Она. Ну, это имя теперь не слишком популярно.
Он. Когда меня крестили, было еще популярно.
Она. Вы в своей пьесе смеетесь… Мне было как-то неловко. Все-таки…
Он. Над царской семьей, в «Мандате»? Мне говорили. Но я же не над ними смеюсь, Лина. Над обывателем! Над его безумной любовью к начальству. Все равно какому! Царь так царь, партия так партия, им же безразлично. Ведь глазом не моргнули – приспособились! Все приспособились!
Она. И мы тоже.
Он. В каждом из нас, что бы мы о себе ни воображали, в любом гении сидит маленький обыватель.
Она. Может быть, вы правы. Но бывают в жизни такие времена, когда этот обыватель куда-то пропадает. Вот, например, сейчас мой маленький обыватель, который бубнил мне о том, что пора домой, совсем притих.

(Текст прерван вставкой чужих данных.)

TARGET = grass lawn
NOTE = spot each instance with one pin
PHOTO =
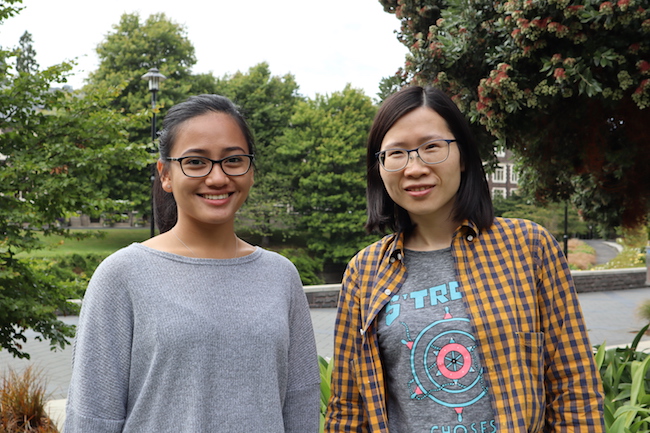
(110, 241)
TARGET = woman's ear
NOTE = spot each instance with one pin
(163, 174)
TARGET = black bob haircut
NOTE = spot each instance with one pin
(473, 201)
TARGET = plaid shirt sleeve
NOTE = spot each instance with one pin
(357, 402)
(345, 412)
(540, 366)
(573, 388)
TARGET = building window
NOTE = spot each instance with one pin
(498, 192)
(514, 174)
(499, 175)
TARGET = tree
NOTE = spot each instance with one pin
(565, 86)
(267, 102)
(26, 60)
(134, 47)
(58, 151)
(125, 55)
(325, 151)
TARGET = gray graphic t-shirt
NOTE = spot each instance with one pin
(430, 355)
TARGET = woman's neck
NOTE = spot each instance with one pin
(216, 242)
(430, 236)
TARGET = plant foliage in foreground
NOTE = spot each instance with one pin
(22, 404)
(626, 381)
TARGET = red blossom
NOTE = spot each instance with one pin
(500, 76)
(606, 7)
(643, 66)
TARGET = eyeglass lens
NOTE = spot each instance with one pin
(198, 166)
(432, 152)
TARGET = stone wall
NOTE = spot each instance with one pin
(613, 279)
(326, 296)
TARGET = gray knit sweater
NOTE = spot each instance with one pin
(167, 343)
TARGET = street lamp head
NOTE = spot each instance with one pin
(154, 77)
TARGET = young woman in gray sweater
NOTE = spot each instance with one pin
(196, 330)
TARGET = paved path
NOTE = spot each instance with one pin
(611, 318)
(605, 251)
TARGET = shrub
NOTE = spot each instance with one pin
(325, 379)
(307, 266)
(626, 382)
(22, 404)
(71, 272)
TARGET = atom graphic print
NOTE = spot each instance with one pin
(445, 365)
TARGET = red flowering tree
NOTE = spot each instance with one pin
(565, 84)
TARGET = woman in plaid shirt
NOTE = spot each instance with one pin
(458, 321)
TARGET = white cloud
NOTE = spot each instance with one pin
(325, 44)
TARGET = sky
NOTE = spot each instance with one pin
(325, 44)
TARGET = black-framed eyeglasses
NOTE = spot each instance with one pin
(200, 166)
(431, 152)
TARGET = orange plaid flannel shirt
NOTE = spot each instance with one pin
(523, 307)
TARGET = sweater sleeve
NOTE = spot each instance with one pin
(302, 399)
(97, 397)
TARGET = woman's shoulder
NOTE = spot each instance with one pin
(517, 225)
(378, 249)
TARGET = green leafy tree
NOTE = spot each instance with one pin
(26, 60)
(267, 102)
(566, 85)
(126, 54)
(58, 151)
(325, 151)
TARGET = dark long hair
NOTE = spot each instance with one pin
(166, 212)
(473, 201)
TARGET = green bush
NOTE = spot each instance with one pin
(325, 379)
(71, 272)
(626, 382)
(307, 266)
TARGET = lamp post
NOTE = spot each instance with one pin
(154, 77)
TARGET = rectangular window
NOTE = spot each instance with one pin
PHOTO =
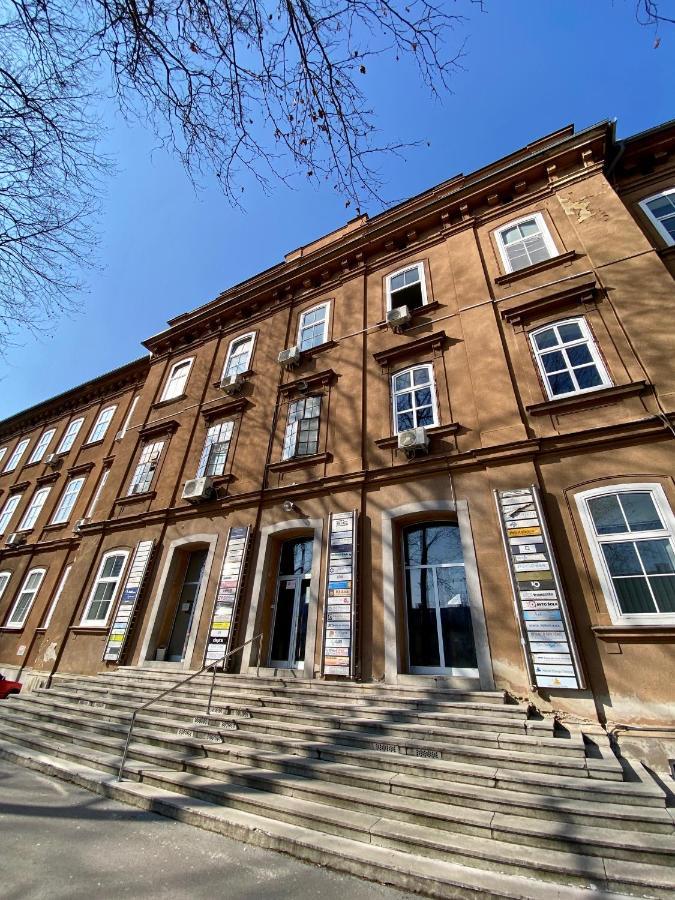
(101, 425)
(41, 446)
(26, 598)
(568, 359)
(68, 438)
(68, 500)
(105, 588)
(8, 511)
(239, 355)
(414, 399)
(302, 428)
(145, 470)
(313, 327)
(15, 458)
(178, 376)
(525, 242)
(216, 447)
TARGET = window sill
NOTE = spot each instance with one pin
(561, 259)
(592, 398)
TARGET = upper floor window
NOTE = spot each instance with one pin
(525, 242)
(68, 500)
(178, 376)
(34, 509)
(407, 287)
(661, 211)
(97, 433)
(302, 428)
(568, 358)
(105, 588)
(145, 470)
(15, 458)
(414, 399)
(8, 511)
(68, 438)
(26, 598)
(239, 355)
(313, 327)
(631, 529)
(216, 447)
(41, 446)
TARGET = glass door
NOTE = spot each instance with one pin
(440, 631)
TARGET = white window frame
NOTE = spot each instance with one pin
(588, 340)
(17, 453)
(19, 623)
(34, 509)
(394, 394)
(95, 623)
(543, 230)
(171, 393)
(656, 223)
(101, 423)
(69, 435)
(422, 276)
(41, 446)
(302, 326)
(616, 614)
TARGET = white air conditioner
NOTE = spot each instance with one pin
(289, 358)
(398, 318)
(198, 489)
(412, 441)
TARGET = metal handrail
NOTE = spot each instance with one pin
(214, 665)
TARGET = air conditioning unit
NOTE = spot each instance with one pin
(289, 358)
(398, 318)
(198, 489)
(232, 384)
(412, 441)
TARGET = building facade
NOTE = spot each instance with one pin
(460, 472)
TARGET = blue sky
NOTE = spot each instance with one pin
(530, 67)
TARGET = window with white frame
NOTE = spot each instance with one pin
(216, 447)
(41, 446)
(26, 598)
(302, 428)
(97, 433)
(661, 211)
(525, 242)
(68, 500)
(313, 327)
(414, 399)
(145, 470)
(105, 588)
(407, 287)
(15, 458)
(239, 355)
(68, 438)
(178, 376)
(8, 511)
(568, 358)
(631, 532)
(34, 509)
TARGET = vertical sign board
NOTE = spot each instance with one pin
(546, 635)
(340, 610)
(127, 605)
(227, 595)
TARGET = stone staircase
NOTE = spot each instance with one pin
(444, 793)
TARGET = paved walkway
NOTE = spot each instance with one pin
(60, 841)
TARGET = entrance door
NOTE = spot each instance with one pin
(289, 628)
(440, 633)
(186, 606)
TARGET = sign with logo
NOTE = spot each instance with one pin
(339, 615)
(548, 642)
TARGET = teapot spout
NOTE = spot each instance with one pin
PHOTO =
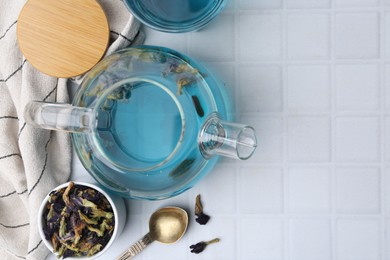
(56, 116)
(218, 137)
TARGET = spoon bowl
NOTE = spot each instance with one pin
(166, 225)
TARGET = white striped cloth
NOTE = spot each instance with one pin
(33, 161)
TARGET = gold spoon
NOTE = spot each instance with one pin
(166, 225)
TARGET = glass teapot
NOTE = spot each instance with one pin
(147, 122)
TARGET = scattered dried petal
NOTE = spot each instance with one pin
(199, 247)
(202, 218)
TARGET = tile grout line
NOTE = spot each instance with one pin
(285, 175)
(333, 99)
(237, 101)
(382, 121)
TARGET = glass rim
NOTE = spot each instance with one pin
(202, 21)
(95, 135)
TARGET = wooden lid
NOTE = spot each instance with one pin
(63, 38)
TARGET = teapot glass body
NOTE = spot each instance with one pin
(148, 122)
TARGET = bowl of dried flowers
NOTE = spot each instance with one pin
(80, 220)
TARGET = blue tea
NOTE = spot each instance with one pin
(175, 15)
(150, 104)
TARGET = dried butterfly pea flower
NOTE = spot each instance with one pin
(79, 221)
(199, 247)
(201, 217)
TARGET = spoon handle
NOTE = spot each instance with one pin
(136, 248)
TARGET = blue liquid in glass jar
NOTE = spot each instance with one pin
(175, 15)
(150, 105)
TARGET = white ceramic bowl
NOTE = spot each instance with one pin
(118, 207)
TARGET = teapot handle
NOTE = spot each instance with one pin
(233, 140)
(58, 116)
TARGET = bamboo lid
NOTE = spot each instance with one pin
(63, 38)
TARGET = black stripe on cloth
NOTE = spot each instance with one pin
(51, 92)
(10, 155)
(13, 73)
(32, 250)
(124, 37)
(12, 253)
(9, 28)
(21, 129)
(20, 193)
(16, 226)
(44, 167)
(12, 193)
(9, 117)
(9, 194)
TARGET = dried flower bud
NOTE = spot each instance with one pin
(79, 221)
(201, 217)
(199, 247)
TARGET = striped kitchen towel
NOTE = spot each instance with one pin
(33, 161)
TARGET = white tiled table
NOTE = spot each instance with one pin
(313, 78)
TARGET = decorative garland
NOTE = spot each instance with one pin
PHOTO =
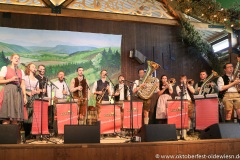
(211, 11)
(192, 37)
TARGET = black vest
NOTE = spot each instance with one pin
(100, 86)
(161, 87)
(83, 83)
(125, 92)
(226, 82)
(42, 84)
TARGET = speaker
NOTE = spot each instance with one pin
(222, 130)
(9, 134)
(158, 132)
(81, 134)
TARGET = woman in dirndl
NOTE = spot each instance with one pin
(165, 91)
(12, 95)
(32, 91)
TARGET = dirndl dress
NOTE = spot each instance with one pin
(11, 98)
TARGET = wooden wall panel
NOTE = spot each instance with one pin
(140, 151)
(140, 36)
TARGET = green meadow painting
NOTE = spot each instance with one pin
(65, 51)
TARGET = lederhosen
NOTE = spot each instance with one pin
(116, 98)
(81, 102)
(100, 87)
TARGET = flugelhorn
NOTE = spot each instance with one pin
(172, 81)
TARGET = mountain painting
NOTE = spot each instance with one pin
(65, 51)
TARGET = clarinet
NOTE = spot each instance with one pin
(18, 82)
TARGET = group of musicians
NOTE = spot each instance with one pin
(22, 88)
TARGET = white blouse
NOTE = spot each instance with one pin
(3, 72)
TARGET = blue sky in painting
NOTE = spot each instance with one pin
(51, 38)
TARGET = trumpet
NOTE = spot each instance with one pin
(100, 97)
(172, 81)
(80, 95)
(190, 82)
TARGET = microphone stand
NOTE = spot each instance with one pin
(51, 104)
(88, 88)
(51, 99)
(114, 104)
(131, 109)
(181, 95)
(71, 98)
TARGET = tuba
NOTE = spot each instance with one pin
(100, 97)
(236, 75)
(145, 92)
(172, 81)
(210, 78)
(190, 82)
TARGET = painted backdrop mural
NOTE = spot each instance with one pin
(64, 50)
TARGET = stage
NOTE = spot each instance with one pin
(115, 148)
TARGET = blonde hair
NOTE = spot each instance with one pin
(14, 54)
(27, 69)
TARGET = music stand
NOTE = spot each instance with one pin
(71, 98)
(131, 110)
(114, 104)
(182, 93)
(44, 83)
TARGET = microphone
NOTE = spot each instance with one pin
(23, 64)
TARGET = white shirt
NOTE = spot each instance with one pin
(31, 84)
(3, 72)
(94, 89)
(121, 87)
(58, 92)
(220, 83)
(186, 94)
(137, 83)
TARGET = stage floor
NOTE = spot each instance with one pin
(104, 139)
(115, 149)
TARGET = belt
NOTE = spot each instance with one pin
(12, 83)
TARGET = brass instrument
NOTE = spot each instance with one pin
(145, 92)
(190, 82)
(172, 81)
(100, 97)
(236, 75)
(208, 79)
(80, 95)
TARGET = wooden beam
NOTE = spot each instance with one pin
(205, 26)
(66, 3)
(85, 14)
(48, 3)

Он. Мой-то давно онемел. (Целует ее.)
Она. Николай Робертович!
Он. Ангелина Иосифовна!
Она. Коля…
Он. Поедем завтра на бега? Поедешь со мной?
Она. Ты играешь на бегах?
Он. Играю ли я на бегах! Я самый известный в Москве долгоиграющий проигрыватель!!
Человек-примечание. Допустим, так. А может быть, иначе. Кто знает, как и о чем говорили эти молодые, безразмерно талантливые люди в своем баснословном двадцать восьмом году. Жизнь кипит и расцветает, обещая чудеса: Степанова – любимица Станиславского, пьеса Эрдмана «Мандат» гремит в постановке Мейерхольда. Драматург считается «самым остроумным человеком в Москве». А Москва – театральной столицей мира!
Он. Мы были почти счастливы.
Человек-примечание. Почти?
Он. Для таких людей, как мы, почти счастье – это уже очень большое счастье.
На бегах.
Человек-примечание… Гравий, Провинциалка, Топаз, Евгеника, Осса, Девора, Спалена-Кафа, Сермяга, Ваня-шеф…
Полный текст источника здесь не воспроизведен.